The ship was due to take on passengers from Plymouth, but was caught in heavy weather, and the captain decided to take refuge at Spithead near Portsmouth. The London eventually docked in Plymouth. The ship then restarted the journey to Australia on 6 January 1866. There were 263 passengers and crew aboard, including six stowaways. On the third day out while crossing the Bay of Biscay in heavy seas the cargo shifted and her scuppers choked, forcing the vessel lower in the water where she was swept by tremendous seas. Water poured down the hatches extinguishing her fires and forcing the captain to turn about and return once more Plymouth. In so doing he headed into the eye of a storm. On 10 January, after a considerable buffeting over several days, a sea carried away the port life boat; then at noon another wave carried away the jib-boom, followed by the fore topmost and main royalmast with all spars and gear. On 11 January a huge wave crashed on deck, smashing the engine hatch which resulted in water entering the engine room putting the fires out. By the 12 January her channels were nearly level with the sea and a decision was made to abandon ship. The life boats were swamped as soon as launched, with only one craft staying afloat. Nineteen people escaped on the life boat, only three of whom were passengers. When the boat was a hundred yards away from the ship, the London went down, stern first. As she sank, all those on deck were driven forward by the overpowering rush of air from below, her bows rose high till her keel was visible and then she was "swallowed up, for ever, in a whirlpool of confounding waters". The London took with her two hundred and forty-four persons.
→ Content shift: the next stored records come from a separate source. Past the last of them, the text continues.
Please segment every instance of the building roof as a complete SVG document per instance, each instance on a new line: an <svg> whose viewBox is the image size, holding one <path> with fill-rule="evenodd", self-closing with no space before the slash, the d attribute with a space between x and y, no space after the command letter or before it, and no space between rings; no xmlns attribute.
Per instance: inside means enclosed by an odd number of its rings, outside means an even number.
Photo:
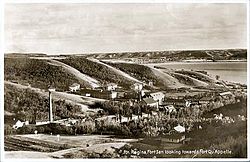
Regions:
<svg viewBox="0 0 250 162"><path fill-rule="evenodd" d="M185 128L181 125L177 125L176 127L174 127L174 130L176 130L179 133L185 132Z"/></svg>
<svg viewBox="0 0 250 162"><path fill-rule="evenodd" d="M233 95L232 92L228 91L228 92L222 92L220 93L221 96L225 96L225 95Z"/></svg>
<svg viewBox="0 0 250 162"><path fill-rule="evenodd" d="M164 96L164 93L162 93L162 92L154 92L154 93L150 93L150 95L152 96L152 95L162 95L162 96Z"/></svg>
<svg viewBox="0 0 250 162"><path fill-rule="evenodd" d="M76 86L79 86L80 84L78 83L73 83L70 87L76 87Z"/></svg>
<svg viewBox="0 0 250 162"><path fill-rule="evenodd" d="M157 101L155 101L153 98L144 98L143 101L146 102L146 104L157 103Z"/></svg>
<svg viewBox="0 0 250 162"><path fill-rule="evenodd" d="M142 83L134 83L134 86L139 86L139 85L143 85Z"/></svg>

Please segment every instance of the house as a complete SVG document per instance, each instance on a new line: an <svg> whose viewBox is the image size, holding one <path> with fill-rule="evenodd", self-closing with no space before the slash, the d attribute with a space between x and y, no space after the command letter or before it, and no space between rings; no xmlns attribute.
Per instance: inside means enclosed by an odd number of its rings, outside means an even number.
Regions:
<svg viewBox="0 0 250 162"><path fill-rule="evenodd" d="M69 90L70 92L76 92L78 90L80 90L80 84L78 83L74 83L71 86L69 86Z"/></svg>
<svg viewBox="0 0 250 162"><path fill-rule="evenodd" d="M132 89L135 91L141 91L143 88L143 84L142 83L135 83L132 85Z"/></svg>
<svg viewBox="0 0 250 162"><path fill-rule="evenodd" d="M111 91L110 98L112 98L112 99L117 98L117 92Z"/></svg>
<svg viewBox="0 0 250 162"><path fill-rule="evenodd" d="M160 138L161 142L167 142L167 143L180 143L185 140L184 134L168 134L164 135Z"/></svg>
<svg viewBox="0 0 250 162"><path fill-rule="evenodd" d="M176 127L174 127L174 130L176 132L178 132L178 133L184 133L185 132L185 127L178 124Z"/></svg>
<svg viewBox="0 0 250 162"><path fill-rule="evenodd" d="M18 129L18 128L23 127L24 125L29 125L29 121L22 122L22 121L18 120L18 121L16 122L16 124L13 125L13 128L14 128L14 129Z"/></svg>
<svg viewBox="0 0 250 162"><path fill-rule="evenodd" d="M158 102L155 101L153 98L143 98L142 103L146 104L147 106L156 107L158 109Z"/></svg>
<svg viewBox="0 0 250 162"><path fill-rule="evenodd" d="M114 91L117 87L118 87L118 85L115 84L115 83L108 83L108 84L105 86L105 89L106 89L107 91Z"/></svg>
<svg viewBox="0 0 250 162"><path fill-rule="evenodd" d="M176 112L176 109L174 108L173 105L164 106L164 109L165 109L165 111L168 112L168 113Z"/></svg>
<svg viewBox="0 0 250 162"><path fill-rule="evenodd" d="M159 105L163 104L165 95L162 92L150 93L150 96L153 97L153 99L157 101Z"/></svg>

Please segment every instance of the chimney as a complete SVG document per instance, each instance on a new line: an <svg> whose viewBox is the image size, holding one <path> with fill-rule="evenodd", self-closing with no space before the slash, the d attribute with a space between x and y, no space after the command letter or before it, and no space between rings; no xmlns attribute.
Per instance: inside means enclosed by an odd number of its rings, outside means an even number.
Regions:
<svg viewBox="0 0 250 162"><path fill-rule="evenodd" d="M55 91L55 88L49 88L49 121L53 122L53 108L52 108L52 92Z"/></svg>

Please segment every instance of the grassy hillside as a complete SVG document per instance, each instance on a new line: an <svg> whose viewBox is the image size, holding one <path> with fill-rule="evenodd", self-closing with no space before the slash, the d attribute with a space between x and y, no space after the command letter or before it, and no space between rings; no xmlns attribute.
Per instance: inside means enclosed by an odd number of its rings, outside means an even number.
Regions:
<svg viewBox="0 0 250 162"><path fill-rule="evenodd" d="M72 66L80 72L99 80L101 83L114 82L125 87L132 84L131 81L128 81L123 76L116 74L108 67L83 57L69 57L58 61Z"/></svg>
<svg viewBox="0 0 250 162"><path fill-rule="evenodd" d="M54 85L58 90L68 90L69 85L78 83L75 76L63 68L51 65L47 60L28 57L5 58L4 79L42 89Z"/></svg>
<svg viewBox="0 0 250 162"><path fill-rule="evenodd" d="M141 81L153 81L155 86L164 86L162 80L160 80L152 70L144 65L128 64L128 63L111 63L105 62L125 73L128 73L132 77Z"/></svg>
<svg viewBox="0 0 250 162"><path fill-rule="evenodd" d="M4 110L9 112L5 116L5 124L14 124L13 118L22 121L35 122L48 120L48 97L41 96L31 89L19 89L15 86L4 85ZM72 106L64 100L54 101L55 119L72 117L80 111L78 106Z"/></svg>
<svg viewBox="0 0 250 162"><path fill-rule="evenodd" d="M187 75L187 76L190 76L192 78L198 79L198 80L203 81L203 82L213 83L213 79L211 79L210 77L206 76L205 74L202 74L199 72L178 70L178 71L175 71L175 73Z"/></svg>

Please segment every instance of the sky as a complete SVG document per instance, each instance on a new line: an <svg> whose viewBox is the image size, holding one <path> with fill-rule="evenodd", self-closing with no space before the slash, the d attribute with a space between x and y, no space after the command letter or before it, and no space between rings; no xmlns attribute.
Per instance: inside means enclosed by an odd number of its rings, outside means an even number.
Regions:
<svg viewBox="0 0 250 162"><path fill-rule="evenodd" d="M5 4L5 53L247 47L246 4Z"/></svg>

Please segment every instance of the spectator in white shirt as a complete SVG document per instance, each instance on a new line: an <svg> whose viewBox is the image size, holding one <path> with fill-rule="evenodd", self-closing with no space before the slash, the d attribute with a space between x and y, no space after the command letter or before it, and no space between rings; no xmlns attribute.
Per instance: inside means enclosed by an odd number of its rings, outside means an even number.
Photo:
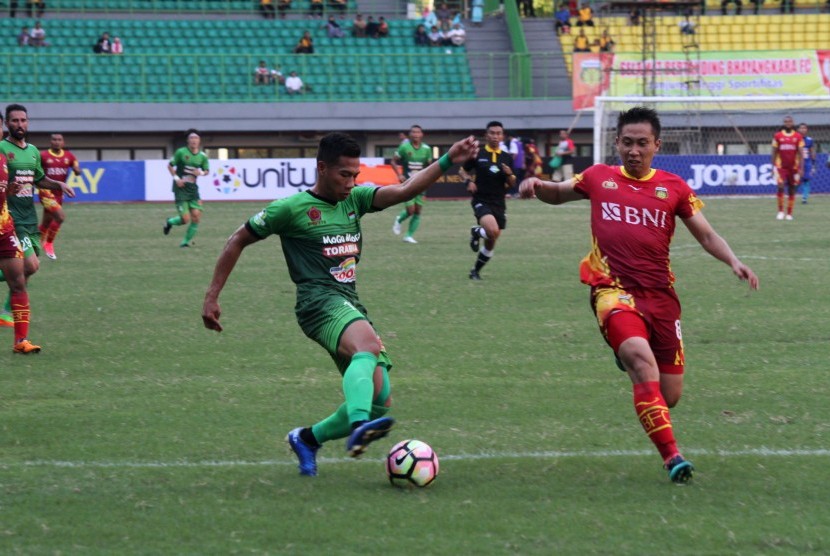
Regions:
<svg viewBox="0 0 830 556"><path fill-rule="evenodd" d="M304 91L303 80L300 79L296 71L292 71L285 79L285 92L289 95L301 95Z"/></svg>

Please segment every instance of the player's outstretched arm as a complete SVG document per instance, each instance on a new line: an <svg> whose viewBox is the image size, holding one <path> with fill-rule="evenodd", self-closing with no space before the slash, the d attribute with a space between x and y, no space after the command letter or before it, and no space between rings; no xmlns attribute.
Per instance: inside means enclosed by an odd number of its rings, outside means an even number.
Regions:
<svg viewBox="0 0 830 556"><path fill-rule="evenodd" d="M205 328L222 332L222 325L219 324L219 317L222 314L219 307L219 294L222 293L222 288L225 287L228 276L231 275L239 256L242 255L242 251L250 244L259 241L259 239L248 231L244 224L228 238L225 248L222 249L222 253L219 254L219 259L216 261L216 267L213 269L213 279L210 281L207 293L205 293L205 301L202 305L202 322L205 324Z"/></svg>
<svg viewBox="0 0 830 556"><path fill-rule="evenodd" d="M698 212L694 216L684 219L683 223L707 253L732 267L735 276L747 282L750 288L758 289L761 285L758 277L752 272L751 268L735 256L729 244L715 232L703 213Z"/></svg>
<svg viewBox="0 0 830 556"><path fill-rule="evenodd" d="M570 201L579 201L585 197L574 189L574 180L562 182L543 181L537 177L522 180L519 184L519 196L522 199L536 197L549 205L561 205Z"/></svg>
<svg viewBox="0 0 830 556"><path fill-rule="evenodd" d="M452 164L465 162L478 154L478 141L472 135L455 143L450 150L436 162L433 162L400 185L387 185L378 189L372 203L375 208L383 209L414 199L426 191L435 180L441 177Z"/></svg>
<svg viewBox="0 0 830 556"><path fill-rule="evenodd" d="M63 191L64 195L67 197L74 197L75 190L72 189L72 186L63 183L62 181L55 181L52 178L47 178L43 176L43 178L35 183L35 187L38 189L50 189L52 191Z"/></svg>

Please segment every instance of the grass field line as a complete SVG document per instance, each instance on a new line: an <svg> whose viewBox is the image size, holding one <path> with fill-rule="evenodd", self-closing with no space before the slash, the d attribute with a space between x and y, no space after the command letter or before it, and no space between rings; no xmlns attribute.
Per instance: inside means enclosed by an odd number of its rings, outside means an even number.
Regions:
<svg viewBox="0 0 830 556"><path fill-rule="evenodd" d="M686 449L687 456L714 456L721 458L731 457L828 457L830 448L815 449L777 449L777 448L746 448L743 450L708 450ZM439 457L441 461L481 461L496 459L565 459L565 458L608 458L608 457L645 457L653 456L652 450L596 450L596 451L538 451L538 452L484 452L479 454L447 454ZM318 463L334 464L346 462L364 462L377 464L377 459L354 460L352 458L318 458ZM290 460L203 460L203 461L61 461L61 460L29 460L19 462L0 462L0 468L11 467L54 467L54 468L188 468L188 467L270 467L296 465Z"/></svg>

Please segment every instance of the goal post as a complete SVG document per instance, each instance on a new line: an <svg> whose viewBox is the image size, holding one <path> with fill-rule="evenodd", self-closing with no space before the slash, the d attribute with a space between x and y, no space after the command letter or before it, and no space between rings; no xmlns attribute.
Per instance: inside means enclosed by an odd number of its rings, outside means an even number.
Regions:
<svg viewBox="0 0 830 556"><path fill-rule="evenodd" d="M772 137L786 116L807 125L817 160L811 190L830 193L830 96L597 97L594 163L617 164L614 139L620 112L657 110L661 148L654 167L680 175L699 193L772 193Z"/></svg>

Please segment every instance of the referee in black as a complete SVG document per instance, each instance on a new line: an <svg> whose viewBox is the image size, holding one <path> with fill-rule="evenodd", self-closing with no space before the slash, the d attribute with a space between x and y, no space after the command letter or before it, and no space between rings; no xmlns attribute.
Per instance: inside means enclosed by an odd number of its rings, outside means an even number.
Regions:
<svg viewBox="0 0 830 556"><path fill-rule="evenodd" d="M461 176L467 180L467 191L473 196L473 214L478 222L470 228L470 249L478 254L476 264L470 270L470 280L481 280L479 272L493 257L496 241L507 226L504 197L507 190L516 185L516 175L513 173L513 155L501 148L503 140L504 126L501 122L490 122L484 132L484 148L478 151L476 159L468 160L461 168Z"/></svg>

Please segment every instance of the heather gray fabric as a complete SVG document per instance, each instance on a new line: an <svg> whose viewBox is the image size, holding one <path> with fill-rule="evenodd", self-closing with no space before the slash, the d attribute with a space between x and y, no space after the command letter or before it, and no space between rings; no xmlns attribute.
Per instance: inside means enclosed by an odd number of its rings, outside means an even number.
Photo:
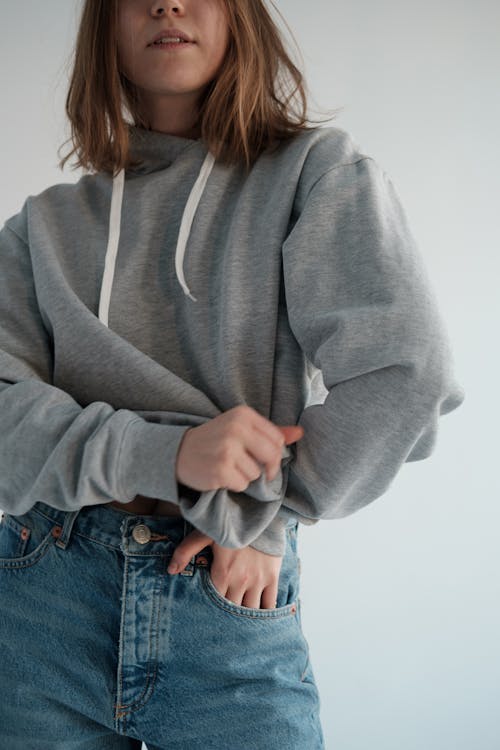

It was reported that the last thing heard from the doomed ship was the hymn "Rock of Ages". The nineteen people who got away in her cutter were the only ones saved. They were picked up next day by the barque Marianople and landed at Falmouth.

The Wreck of the Steamer 'London' while on her way to Australia is a poem by Scottish poet William McGonagall, one of his many poems based on disasters of the time.

Causes

Houghton_Geog_4677.82_-_Wreck_of_the_Steamship_London.jpg
1866 pamphlet describing the disaster

Three main factors were attributed to the sinking of London by the subsequent inquiry by the Board of Trade: firstly, the decision by Captain Martin to return to Plymouth, as it is believed the ship had passed the worst of the weather conditions and by turning back the London re-entered the storm; secondly, the ship was overloaded with 345 tons of railway iron; and finally, the 50 tons of coal which was stored above deck, which after the decks were washed by waves blocked the scupper holes, which prevented drainage of the seawater.

Diamonds lost
In his monograph "Governor Phillip in Retirement" Frederick Chapman, whose mother, two brothers, and a sister died in the wreck, wrote as follows:

In December [1865] my mother opened out to my amazed eyes such a mass of diamonds as I had never seen before. This was the property which "Aunt Powell" had left or given to her niece my Great-Aunt Fanny, who at the age of ninety-one had given them to my mother, the wife of her nearest heir. Less than a month later (11th January 1866) the disastrous foundering of the S.S. London carried this collection to the depths of the Bay of Biscay. In that disaster perished my mother, my eldest and youngest brothers, my only sister, and many of our friends.​
Legacy
The loss of the London increased attention in Britain to the dangerous condition of the coffin ships, overloaded by unscrupulous ship owners, and the publicity had a major role in Samuel Plimsoll's campaign to reform shipping so as to prevent further such disasters. The disaster helped stimulate Parliament to establish the famous Plimsoll line, although it took many years.